Considering remaining DoS vectors.
An attacker could have a bunch of IP addresses.
Assuming:
- a = 100 connections are allowed per IP address
- b = 5 messages are allowed per second
If we use the formula a * b = c where c is the amount of messages per second a single IP address has created we can see that this single IP address can make 500 messages per second.
We know that a rough benchmark for number of messages per second processable by SocketIO is somewhere in the region of 10,000. So now we can see that with 20 IP addresses an attacker could perform a DoS on this node instance. This is somewhat mitigated by our pendingEdits check but this will still provide a poor UX due to new users being unable to use our web app (existing users will continue to function).

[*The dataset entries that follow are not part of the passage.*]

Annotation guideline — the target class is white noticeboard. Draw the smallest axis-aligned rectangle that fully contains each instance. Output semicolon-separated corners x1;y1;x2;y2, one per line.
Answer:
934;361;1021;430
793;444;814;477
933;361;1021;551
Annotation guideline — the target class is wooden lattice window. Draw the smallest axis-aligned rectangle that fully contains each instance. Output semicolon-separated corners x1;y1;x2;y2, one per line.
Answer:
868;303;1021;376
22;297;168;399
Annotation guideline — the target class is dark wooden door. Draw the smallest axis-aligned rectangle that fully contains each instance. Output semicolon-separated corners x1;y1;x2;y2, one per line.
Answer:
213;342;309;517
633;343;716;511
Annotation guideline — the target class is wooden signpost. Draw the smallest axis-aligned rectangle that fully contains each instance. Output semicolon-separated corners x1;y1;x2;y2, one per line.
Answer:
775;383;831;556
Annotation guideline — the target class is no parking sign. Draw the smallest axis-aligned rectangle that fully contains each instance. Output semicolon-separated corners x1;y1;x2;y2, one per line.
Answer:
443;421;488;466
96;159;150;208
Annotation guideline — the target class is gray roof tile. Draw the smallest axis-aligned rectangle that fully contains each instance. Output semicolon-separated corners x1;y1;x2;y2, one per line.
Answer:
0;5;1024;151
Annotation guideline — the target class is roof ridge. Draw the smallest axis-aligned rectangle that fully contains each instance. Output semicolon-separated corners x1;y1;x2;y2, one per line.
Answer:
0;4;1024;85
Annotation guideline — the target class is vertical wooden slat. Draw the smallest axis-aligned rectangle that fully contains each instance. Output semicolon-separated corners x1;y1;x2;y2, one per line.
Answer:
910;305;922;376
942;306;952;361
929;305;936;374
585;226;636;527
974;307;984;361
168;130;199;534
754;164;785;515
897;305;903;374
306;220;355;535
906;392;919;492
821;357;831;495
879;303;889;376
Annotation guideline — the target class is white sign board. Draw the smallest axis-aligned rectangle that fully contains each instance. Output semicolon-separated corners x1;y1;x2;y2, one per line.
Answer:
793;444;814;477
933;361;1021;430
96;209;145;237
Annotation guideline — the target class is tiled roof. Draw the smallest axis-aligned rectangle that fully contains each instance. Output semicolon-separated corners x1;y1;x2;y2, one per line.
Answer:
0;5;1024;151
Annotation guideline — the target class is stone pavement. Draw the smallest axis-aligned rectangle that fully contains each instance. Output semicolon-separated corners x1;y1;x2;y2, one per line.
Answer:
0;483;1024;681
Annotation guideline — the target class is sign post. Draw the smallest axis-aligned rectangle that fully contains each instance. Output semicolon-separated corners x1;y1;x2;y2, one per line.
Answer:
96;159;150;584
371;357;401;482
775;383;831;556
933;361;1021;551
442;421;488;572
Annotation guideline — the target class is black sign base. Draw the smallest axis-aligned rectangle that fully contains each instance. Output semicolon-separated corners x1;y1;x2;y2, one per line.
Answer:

Setting the a value less than 100 might restrict institutions such as businesses and schools who route lots of connections through a specific IP address.
Setting the b to a lower value might break application functionality.
Is it possible to rate limit new connections
No. This gains nothing, you could have a small swarm of 100 unique IP addresses connect to an instance every 10 seconds for a 1000 seconds and you would have 100 * 100 = 100,000 connections on your instance. As soon as one message is sent to all clients your node instance would instantly be blocked and CPU core consumed.